As they were last year in May, the trilliums right near the upper trailhead were outstanding. The woods all along the trail were filled with fairy slippers (Calypso bulbosa). After lunching at the top, I convinced Nancy to explore the steep area to the west of the summit. Most things were not really blooming yet. Both the fawn lilies and fritillaries were still in bud. The bright yellow flower heads of Lomatium hallii provided the only real color. Nancy spotted something yellow lower down the steep slope. It was subtle, but the shade of yellow wasn’t the same. It turns out it was a gorgeous, pure yellow harsh paintbrush (Castilleja hispida). I’ve only seen them a handful of times, so I was pleased. There were also some red-flowered paintbrushes getting started here and there. Nancy pointed out that there was a lot of deep red in the leaves of the red-flowered plants, but not a touch of red in the yellow plant. It’s an albino of sorts, missing all red pigment. We studied the few actual flowers that had begun. The narrow tubular flowers are overshadowed by the showy bracts and easy to miss at this stage. The calyx lobes on harsh paintbrush are usually in two pairs of rounded lobes. This was true of the red ones we looked at. Oddly, the calices of this yellow plant were somewhat irregularly lobed.
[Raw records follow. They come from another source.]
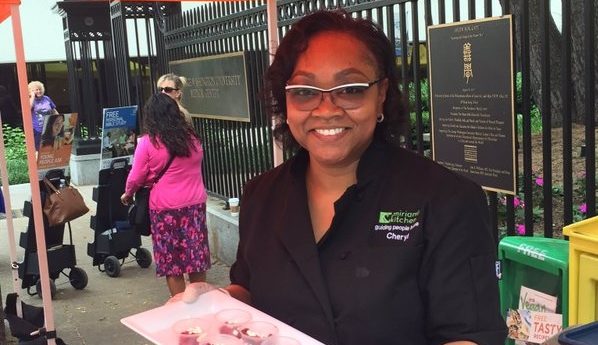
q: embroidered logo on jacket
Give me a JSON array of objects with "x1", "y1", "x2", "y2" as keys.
[{"x1": 374, "y1": 210, "x2": 420, "y2": 242}]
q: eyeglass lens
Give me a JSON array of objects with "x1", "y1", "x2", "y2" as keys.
[
  {"x1": 158, "y1": 86, "x2": 178, "y2": 93},
  {"x1": 286, "y1": 82, "x2": 375, "y2": 111}
]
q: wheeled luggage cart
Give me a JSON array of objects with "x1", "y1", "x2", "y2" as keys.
[
  {"x1": 18, "y1": 169, "x2": 88, "y2": 298},
  {"x1": 87, "y1": 158, "x2": 152, "y2": 277}
]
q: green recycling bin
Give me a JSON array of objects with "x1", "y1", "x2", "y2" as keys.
[{"x1": 498, "y1": 236, "x2": 569, "y2": 344}]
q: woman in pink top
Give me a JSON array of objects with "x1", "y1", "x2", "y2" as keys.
[{"x1": 121, "y1": 94, "x2": 211, "y2": 296}]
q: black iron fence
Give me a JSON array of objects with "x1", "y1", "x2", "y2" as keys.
[{"x1": 163, "y1": 0, "x2": 598, "y2": 239}]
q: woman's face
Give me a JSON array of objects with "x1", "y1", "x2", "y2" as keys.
[
  {"x1": 31, "y1": 86, "x2": 44, "y2": 97},
  {"x1": 286, "y1": 32, "x2": 388, "y2": 167},
  {"x1": 158, "y1": 80, "x2": 182, "y2": 101},
  {"x1": 52, "y1": 116, "x2": 64, "y2": 137}
]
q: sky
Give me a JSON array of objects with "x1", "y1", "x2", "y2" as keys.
[
  {"x1": 0, "y1": 0, "x2": 560, "y2": 63},
  {"x1": 0, "y1": 0, "x2": 206, "y2": 63}
]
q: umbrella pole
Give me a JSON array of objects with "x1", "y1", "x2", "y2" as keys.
[
  {"x1": 266, "y1": 0, "x2": 284, "y2": 166},
  {"x1": 0, "y1": 119, "x2": 23, "y2": 317},
  {"x1": 10, "y1": 5, "x2": 56, "y2": 345}
]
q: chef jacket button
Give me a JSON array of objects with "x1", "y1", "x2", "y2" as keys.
[{"x1": 339, "y1": 251, "x2": 351, "y2": 260}]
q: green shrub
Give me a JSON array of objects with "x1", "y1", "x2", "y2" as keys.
[{"x1": 6, "y1": 159, "x2": 29, "y2": 185}]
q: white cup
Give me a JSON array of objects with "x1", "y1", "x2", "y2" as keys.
[{"x1": 228, "y1": 198, "x2": 240, "y2": 216}]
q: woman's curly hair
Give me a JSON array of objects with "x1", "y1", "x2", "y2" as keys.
[
  {"x1": 142, "y1": 93, "x2": 199, "y2": 157},
  {"x1": 264, "y1": 9, "x2": 409, "y2": 150}
]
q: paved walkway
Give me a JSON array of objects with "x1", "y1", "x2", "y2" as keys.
[{"x1": 0, "y1": 185, "x2": 229, "y2": 345}]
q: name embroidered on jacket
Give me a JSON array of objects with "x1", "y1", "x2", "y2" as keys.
[{"x1": 374, "y1": 210, "x2": 421, "y2": 242}]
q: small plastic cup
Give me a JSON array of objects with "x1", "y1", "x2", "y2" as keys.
[
  {"x1": 262, "y1": 335, "x2": 301, "y2": 345},
  {"x1": 197, "y1": 334, "x2": 243, "y2": 345},
  {"x1": 216, "y1": 309, "x2": 251, "y2": 338},
  {"x1": 238, "y1": 321, "x2": 278, "y2": 345},
  {"x1": 172, "y1": 317, "x2": 212, "y2": 345}
]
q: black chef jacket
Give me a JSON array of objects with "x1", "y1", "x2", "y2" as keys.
[{"x1": 230, "y1": 142, "x2": 506, "y2": 345}]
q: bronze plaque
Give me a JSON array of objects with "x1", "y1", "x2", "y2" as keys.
[
  {"x1": 170, "y1": 52, "x2": 250, "y2": 122},
  {"x1": 428, "y1": 15, "x2": 517, "y2": 194}
]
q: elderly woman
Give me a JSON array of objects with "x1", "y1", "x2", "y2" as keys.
[
  {"x1": 156, "y1": 73, "x2": 191, "y2": 123},
  {"x1": 180, "y1": 11, "x2": 506, "y2": 345},
  {"x1": 28, "y1": 81, "x2": 58, "y2": 150}
]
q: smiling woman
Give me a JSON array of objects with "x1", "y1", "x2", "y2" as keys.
[{"x1": 170, "y1": 11, "x2": 506, "y2": 345}]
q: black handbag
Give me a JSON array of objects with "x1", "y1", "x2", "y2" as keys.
[{"x1": 128, "y1": 156, "x2": 174, "y2": 236}]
Stands of blooming Fritillaria affinis (mission bells, fritillaries, chocolate lilies, or whatever you like to call them!) were coming into bloom on mossy shelves in the rocks.
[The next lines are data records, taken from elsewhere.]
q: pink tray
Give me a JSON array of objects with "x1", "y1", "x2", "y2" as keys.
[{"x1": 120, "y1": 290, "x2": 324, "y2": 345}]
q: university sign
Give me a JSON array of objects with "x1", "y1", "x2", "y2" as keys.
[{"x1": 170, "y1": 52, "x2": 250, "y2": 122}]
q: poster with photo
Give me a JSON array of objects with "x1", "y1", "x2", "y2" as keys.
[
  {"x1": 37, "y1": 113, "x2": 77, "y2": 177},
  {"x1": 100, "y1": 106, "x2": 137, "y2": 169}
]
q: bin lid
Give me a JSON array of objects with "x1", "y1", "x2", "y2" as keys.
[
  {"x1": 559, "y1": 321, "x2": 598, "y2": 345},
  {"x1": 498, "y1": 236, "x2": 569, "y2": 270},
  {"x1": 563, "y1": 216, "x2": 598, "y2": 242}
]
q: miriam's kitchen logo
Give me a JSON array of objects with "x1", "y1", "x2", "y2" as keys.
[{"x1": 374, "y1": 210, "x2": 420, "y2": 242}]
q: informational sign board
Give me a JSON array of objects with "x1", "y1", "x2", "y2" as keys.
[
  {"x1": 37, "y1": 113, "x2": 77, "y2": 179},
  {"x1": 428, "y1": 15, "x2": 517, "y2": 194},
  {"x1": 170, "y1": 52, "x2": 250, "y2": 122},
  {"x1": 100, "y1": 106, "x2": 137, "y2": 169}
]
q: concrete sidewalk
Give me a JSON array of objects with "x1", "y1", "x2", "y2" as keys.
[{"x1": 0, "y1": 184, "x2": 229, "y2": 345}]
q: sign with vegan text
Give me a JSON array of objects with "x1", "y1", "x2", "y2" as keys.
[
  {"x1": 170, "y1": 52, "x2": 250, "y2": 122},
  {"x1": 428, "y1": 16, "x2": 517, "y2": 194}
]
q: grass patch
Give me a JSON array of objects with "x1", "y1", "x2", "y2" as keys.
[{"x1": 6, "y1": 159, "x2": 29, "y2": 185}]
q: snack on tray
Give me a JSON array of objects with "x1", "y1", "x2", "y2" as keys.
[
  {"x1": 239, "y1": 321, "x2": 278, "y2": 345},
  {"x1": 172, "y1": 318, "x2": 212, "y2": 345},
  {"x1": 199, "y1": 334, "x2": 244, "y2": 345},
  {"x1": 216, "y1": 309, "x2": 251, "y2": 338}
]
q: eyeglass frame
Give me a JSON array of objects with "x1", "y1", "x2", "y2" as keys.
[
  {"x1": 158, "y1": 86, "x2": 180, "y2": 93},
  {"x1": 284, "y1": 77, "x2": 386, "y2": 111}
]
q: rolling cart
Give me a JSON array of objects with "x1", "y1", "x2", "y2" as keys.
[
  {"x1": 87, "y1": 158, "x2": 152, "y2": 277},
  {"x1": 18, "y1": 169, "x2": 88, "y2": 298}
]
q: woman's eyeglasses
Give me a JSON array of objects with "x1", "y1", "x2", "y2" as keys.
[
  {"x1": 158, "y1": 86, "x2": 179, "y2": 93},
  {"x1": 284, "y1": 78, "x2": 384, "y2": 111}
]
The unlobed leaves of frosted paintbrush (Castilleja pruinosa) are covered with forked hairs.

We explored the front of the summit area for a short while. The lovely cutleaf daisy (Erigeron compositus) were covered with nodding buds, but we only spotted a few blooming flower heads. Something else to look forward to. The seepy spots had quite a bit of rustyhair saxifrage (Micranthes [Saxifraga] rufidula) with their bright white flowers and glossy deep green leaves. We continued to find budded up fritillaries. There are scores of them in this rocky area. It wasn’t until we got to the lowest areas where we finally spotted them in bloom. Despite their somewhat cryptic coloration, their flowers are extraordinarily handsome. Seeing them never fails to give me a lift. In this same area, we finally spotted some of the frosted paintbrush I had seen before. These later bloomers hadn’t even started budding yet (For a photo of these plants in bloom, see Peak Season at Eagles Rest from last June). The leaves are clearly different from harsh paintbrush—in bloom just a few feet away—as they have no lobes and narrower blades. They also have at least some forked hairs. That’s what makes them look “frosted.” Through the handlens, I could see these were covered with forked hairs. Often in this area of Lane County, there aren’t that many, and I’m guessing they are hybridizing. These look like the real thing, however.



One Response to “Paintbrushes at Eagles Rest”

  • Beautiful pix both here and on Flickr. The chocolate Fritillarias look good enough to eat! You put a lot of work into taking the pictures and putting together your posts and I’m happy that you do.